Chinese officials are blaming speculators for soaring property prices and are vowing to build 36 million affordable homes over the next five years. There are already widespread concerns about China's booming property market and the threat it poses to the country's expanding economy.
China would spend $200 billion on an affordable homes and social housing scheme, said deputy housing minister Qi Ji in Beijing on Thursday.
The authorities have taken various steps to dampen the property market. These include raising interest rates, increasing the downpayment required on second homes and restricting the rights of foreigners to buy property. Two Chinese cities are now imposing sales tax on property deals.
While the measures have slowed growth, many fear it remains too high. In March 2010, urban housing prices shot up by 11.7% year-on-year, according to figures from the national bureau of statistics. December saw the lowest increase in more than a year, but it still stood at 6.4%.

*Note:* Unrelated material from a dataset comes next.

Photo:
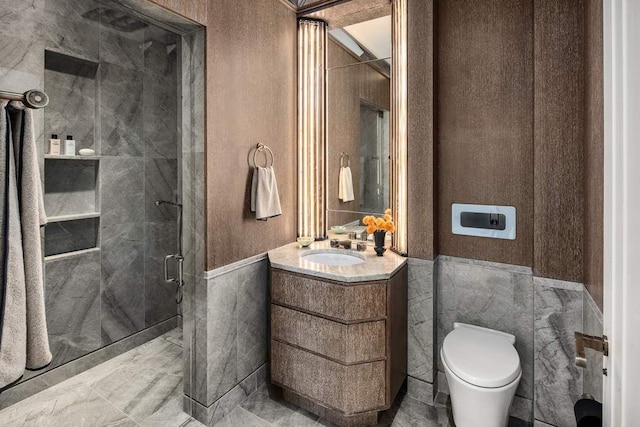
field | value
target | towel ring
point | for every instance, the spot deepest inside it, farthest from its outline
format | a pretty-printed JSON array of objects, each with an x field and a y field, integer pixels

Bears on the financial markets have long warned that China is in the grip of a property bubble, predicting that when it bursts it could knock the economy off course and hamper the global recovery.
More than a year ago, hedge fund king Jim Chanos described the sector as "Dubai times 1,000 - or worse". Though few see it in quite such apocalyptic terms, many echo his concern. Others suggest the situation is controllable, pointing to Beijing's careful monitoring of the situation.
"It won't be easy for prices to fall in the near future, but the bubble will break eventually," said Yi Xianrong, a real estate researcher at the Chinese Academy of Social Sciences.